The semifinals of the NCAA basketball tournament are today.
Hard to believe the season has gone this fast. (I think that every year now.)
Though I kind of like the first weekend of the tournament better because of its potential for upsets (Lehigh over Duke, Norfolk State over Missouri this year), I had a friend who once said his favorite day was the first day of the Final Four. He thought it was more fun than the championship game that comes two nights later.
The coaches and players for all four teams are really jacked up, and the electricity from their fans fills the arena an energy that is hard to match. And they all enter the building with hope.
Plus, the semifinal games are usually -- but not always -- better than the final. Just the enormity of what is at stake on Monday night often affects play in in the championship game. Holy cow! We’re here! Now that do we do? Let’s not screw it up!
Shooting can be off -- even Larry Bird had an mediocre night shooting (7-of-21) when his Indiana State team lost to Michigan State in 1979 -- and the teams can be tentative in the early going because they have had only one day to prepare for their opponent. Connecticut and Butler combined to shoot only 26.1 percent from the field last year. (In case you were wondering, anything under 43 percent is below average these days.)
It doesn’t always turn out this way, but it happens.
In the semifinals, the teams have had a week to get ready, and the result is a matchup of two well-prepared teams. They’re well-prepared because although not all the Final Four coaches are among the all-time greats, they’re all pretty good in their own way.
So I think my friend had a good point.
The first of today’s semifinals is particularly appealing to me. I used to live in Kentucky and think I may be one of the few sportswriters who actually had both Kentucky and Louisville as my beats.
My second year in Louisville, I got the assignment from the Courier-Journal to cover the Cardinals. Denny Crum was the coach, only a few years removed from his time as an assistant under John Wooden at UCLA. The second year I covered them, the Cardinals made it to the Final Four. Also there in San Diego was Kentucky.

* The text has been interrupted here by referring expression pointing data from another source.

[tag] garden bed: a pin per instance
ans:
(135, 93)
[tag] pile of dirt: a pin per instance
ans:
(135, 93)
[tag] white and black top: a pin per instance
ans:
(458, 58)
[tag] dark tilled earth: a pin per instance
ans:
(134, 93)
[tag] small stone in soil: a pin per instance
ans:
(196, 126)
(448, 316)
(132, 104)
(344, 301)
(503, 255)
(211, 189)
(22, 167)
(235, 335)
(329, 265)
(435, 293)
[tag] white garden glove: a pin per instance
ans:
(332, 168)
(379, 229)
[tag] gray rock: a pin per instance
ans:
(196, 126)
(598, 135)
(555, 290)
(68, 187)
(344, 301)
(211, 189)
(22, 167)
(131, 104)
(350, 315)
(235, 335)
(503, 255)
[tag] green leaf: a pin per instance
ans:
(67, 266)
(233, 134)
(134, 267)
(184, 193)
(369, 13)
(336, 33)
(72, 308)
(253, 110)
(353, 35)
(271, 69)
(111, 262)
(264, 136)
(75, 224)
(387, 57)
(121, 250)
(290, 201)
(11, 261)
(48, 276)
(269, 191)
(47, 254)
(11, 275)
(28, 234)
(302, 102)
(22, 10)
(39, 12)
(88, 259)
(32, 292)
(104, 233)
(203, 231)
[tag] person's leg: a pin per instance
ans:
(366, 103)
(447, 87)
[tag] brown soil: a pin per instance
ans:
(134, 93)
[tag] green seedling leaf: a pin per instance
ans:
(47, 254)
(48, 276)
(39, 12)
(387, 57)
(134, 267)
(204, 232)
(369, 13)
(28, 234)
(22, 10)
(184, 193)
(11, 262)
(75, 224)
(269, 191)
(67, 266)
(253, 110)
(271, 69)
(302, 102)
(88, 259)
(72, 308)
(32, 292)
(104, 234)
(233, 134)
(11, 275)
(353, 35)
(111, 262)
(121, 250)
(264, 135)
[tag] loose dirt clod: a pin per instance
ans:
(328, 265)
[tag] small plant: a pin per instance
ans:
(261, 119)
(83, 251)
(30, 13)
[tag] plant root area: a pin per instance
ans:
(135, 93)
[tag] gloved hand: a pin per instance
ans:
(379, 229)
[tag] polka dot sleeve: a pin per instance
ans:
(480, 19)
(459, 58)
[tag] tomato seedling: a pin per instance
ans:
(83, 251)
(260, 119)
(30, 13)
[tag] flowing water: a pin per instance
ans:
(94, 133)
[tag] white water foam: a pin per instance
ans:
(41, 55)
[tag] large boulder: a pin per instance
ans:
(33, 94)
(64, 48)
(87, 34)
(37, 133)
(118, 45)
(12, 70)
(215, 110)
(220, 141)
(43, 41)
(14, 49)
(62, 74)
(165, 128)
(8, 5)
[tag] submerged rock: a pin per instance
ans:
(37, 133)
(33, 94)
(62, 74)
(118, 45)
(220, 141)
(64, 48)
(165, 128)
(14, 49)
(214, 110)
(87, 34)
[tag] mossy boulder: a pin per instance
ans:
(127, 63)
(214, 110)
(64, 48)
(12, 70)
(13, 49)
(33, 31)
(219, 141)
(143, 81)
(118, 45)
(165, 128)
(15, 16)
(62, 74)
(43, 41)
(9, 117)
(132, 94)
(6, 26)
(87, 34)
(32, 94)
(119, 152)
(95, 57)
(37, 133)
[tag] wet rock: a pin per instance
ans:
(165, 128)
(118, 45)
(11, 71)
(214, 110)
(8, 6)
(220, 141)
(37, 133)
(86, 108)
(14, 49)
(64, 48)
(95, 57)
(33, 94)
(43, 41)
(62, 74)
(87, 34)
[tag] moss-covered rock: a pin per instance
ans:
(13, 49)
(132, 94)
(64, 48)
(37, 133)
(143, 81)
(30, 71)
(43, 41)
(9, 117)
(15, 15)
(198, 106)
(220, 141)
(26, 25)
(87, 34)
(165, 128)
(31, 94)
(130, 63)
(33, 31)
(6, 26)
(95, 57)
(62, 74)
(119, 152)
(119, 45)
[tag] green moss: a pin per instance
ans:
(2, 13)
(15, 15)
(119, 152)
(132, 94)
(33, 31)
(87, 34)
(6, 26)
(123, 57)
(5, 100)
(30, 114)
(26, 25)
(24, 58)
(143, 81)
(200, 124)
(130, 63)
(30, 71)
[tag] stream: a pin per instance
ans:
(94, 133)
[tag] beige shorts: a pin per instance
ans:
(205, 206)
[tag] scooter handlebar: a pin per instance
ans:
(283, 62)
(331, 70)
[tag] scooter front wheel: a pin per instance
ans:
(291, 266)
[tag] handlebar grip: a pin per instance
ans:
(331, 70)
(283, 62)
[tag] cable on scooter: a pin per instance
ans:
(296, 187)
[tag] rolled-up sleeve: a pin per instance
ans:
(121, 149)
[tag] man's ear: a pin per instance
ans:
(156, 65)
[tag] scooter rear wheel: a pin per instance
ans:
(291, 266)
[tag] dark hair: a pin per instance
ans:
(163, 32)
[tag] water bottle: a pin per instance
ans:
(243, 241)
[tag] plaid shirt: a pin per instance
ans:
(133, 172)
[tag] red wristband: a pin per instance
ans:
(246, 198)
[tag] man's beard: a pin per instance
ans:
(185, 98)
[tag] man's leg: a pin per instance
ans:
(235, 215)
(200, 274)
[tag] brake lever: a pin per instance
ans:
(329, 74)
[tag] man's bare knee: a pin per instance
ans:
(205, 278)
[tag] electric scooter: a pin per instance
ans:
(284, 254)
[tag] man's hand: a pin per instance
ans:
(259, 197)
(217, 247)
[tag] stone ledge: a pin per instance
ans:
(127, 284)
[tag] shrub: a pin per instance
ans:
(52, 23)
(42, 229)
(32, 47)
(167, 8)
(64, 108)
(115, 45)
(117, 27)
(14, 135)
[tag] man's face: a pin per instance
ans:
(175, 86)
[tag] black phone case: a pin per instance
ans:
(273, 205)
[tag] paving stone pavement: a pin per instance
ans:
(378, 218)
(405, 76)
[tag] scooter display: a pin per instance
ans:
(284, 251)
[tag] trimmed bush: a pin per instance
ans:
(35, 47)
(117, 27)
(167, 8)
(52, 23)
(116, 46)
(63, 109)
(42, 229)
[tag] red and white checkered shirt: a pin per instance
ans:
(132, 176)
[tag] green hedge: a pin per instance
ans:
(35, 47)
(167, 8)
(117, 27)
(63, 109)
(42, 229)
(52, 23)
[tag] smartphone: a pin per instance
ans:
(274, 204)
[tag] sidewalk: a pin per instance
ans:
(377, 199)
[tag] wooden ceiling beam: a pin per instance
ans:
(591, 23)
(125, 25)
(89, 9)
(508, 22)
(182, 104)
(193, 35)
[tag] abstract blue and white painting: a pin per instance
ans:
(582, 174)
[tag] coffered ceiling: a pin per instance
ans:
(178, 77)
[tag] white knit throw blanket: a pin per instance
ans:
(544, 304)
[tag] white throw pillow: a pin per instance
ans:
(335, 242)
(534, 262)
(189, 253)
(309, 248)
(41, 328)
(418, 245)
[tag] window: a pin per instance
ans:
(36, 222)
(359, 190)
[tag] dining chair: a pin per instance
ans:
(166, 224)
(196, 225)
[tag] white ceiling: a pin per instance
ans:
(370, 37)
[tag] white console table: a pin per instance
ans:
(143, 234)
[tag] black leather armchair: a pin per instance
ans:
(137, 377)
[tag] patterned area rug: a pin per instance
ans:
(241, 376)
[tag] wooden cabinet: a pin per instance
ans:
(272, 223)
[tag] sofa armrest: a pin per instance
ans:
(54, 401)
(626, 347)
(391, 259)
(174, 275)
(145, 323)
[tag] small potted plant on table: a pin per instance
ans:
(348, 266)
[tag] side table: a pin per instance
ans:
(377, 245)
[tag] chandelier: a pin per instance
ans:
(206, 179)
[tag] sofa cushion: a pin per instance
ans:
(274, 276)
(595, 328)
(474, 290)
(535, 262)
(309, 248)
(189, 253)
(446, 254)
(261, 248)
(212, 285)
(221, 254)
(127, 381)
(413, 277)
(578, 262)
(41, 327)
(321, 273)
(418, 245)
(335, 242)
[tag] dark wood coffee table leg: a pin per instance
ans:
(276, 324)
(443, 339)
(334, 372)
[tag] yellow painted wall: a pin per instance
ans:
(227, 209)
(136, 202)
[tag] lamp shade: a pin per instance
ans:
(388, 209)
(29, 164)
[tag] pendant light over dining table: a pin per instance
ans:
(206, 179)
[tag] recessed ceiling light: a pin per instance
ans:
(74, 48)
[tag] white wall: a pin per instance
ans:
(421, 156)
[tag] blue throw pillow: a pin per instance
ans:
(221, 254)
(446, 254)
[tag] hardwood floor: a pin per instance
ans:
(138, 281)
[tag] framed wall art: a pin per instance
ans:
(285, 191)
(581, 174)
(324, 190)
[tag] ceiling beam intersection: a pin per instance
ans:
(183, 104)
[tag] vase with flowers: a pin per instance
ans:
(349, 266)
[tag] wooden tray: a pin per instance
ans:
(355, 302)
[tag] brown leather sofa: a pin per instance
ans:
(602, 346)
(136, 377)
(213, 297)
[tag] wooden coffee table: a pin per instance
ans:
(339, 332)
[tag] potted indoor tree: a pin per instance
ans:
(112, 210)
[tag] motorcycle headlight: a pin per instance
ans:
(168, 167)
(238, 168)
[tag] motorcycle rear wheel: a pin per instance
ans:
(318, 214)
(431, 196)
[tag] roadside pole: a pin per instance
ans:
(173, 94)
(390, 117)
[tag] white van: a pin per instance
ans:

Joe B. Hall was the coach of the Wildcats and had the line of the tournament. When Wooden announced his retirement after the win over Louisville, Hall, who had succeeded the legendary Adolph Rupp at Kentucky, was asked whom he would recommend for the job.
“Me,” Joe said. “Why ruin two lives?”
Alas. The two teams, who had not met each other since 1979, didn’t get the chance to play each other that year. Louisville lost to UCLA in the semifinals. Kentucky beat Syracuse in the semis, then lost to UCLA in the championship game.
After one more year with the Cardinals, I was moved to the Kentucky beat for the 1976-77 season. This meant driving back and forth from Louisville to Lexington, about a 70-mile trip, a couple of times or so a week (games and a handful of practices), but it wasn’t a bad drive.
The interstate ran only from Louisville to Frankfort at the time, so it meant completing the second half of the journey on U.S. 60.
The part from Versailles (which in Kentucky is pronounced Ver-sales) to Lexington is an especially beautiful drive with the road taking you past horse farms like Calumet Farm as you arrive in Lexington.
In my second year, when the interstate was completed, we sometimes would get off before going all the way to Lexington and take one of the back roads into the town. That would take us on the backside of the farms, just as pretty.
By the time the two teams met in the NCAA tournament in a regional final in 1983, I had left Kentucky and moved on to Jackson. But as sports editor, I managed to finagle the assignment to cover that regional. A very good Arkansas team almost upset Louisville in the semis, and Indiana gave Kentucky a good fight as well.
But both the Cardinals and Wildcats managed to win, and that set up a classic regional final that Louisville won in overtime. Louisville went on to lose to Houston in the Final Four the next week, but no matter. The game with Kentucky led to the establishment of the regular-season series that exists between the two teams today.
The Wildcats and Cardinals would meet again in the NCAA tourney in 1984 with Kentucky winning a regional semifinal game on its home court. (Yes, back then teams were permitted to play at home because the feeling at the time was if the NCAA didn’t allow it, no school, or not many, would apply to host a regional because of all the work involved with no advantage gained.)
But this is the first time the two teams have played in the NCAA tourney since then, and the first time they have met in the Final Four.
I’m thinking Kentucky is going to win, which doesn’t exactly put me in an exclusive group of prognosticators, but I wouldn’t be all that surprised if Louisville pulled it out.
Either way, it’s going to be an interesting and entertaining game to watch. I’m wondering how much camera time Louisville coach Rick Pitino and Kentucky coach John Calipari are going to get. I bet it’s a lot.
Oh, yeah. In the second game, Kansas takes on Ohio State.
I don’t like Ohio State. Buckeyes coach Thad Matta is probably a nice guy, but looks like a weasel, kind of like Duke’s Mike Krzyzewski looks like a ferret. Good coaches, though.
Kansas coach Bill Self looks like someone I wouldn’t mind having a beer with, providing he’s buying. But then, the list of people I’ll have a beer with on their dime (dollars) is not an exclusive group either.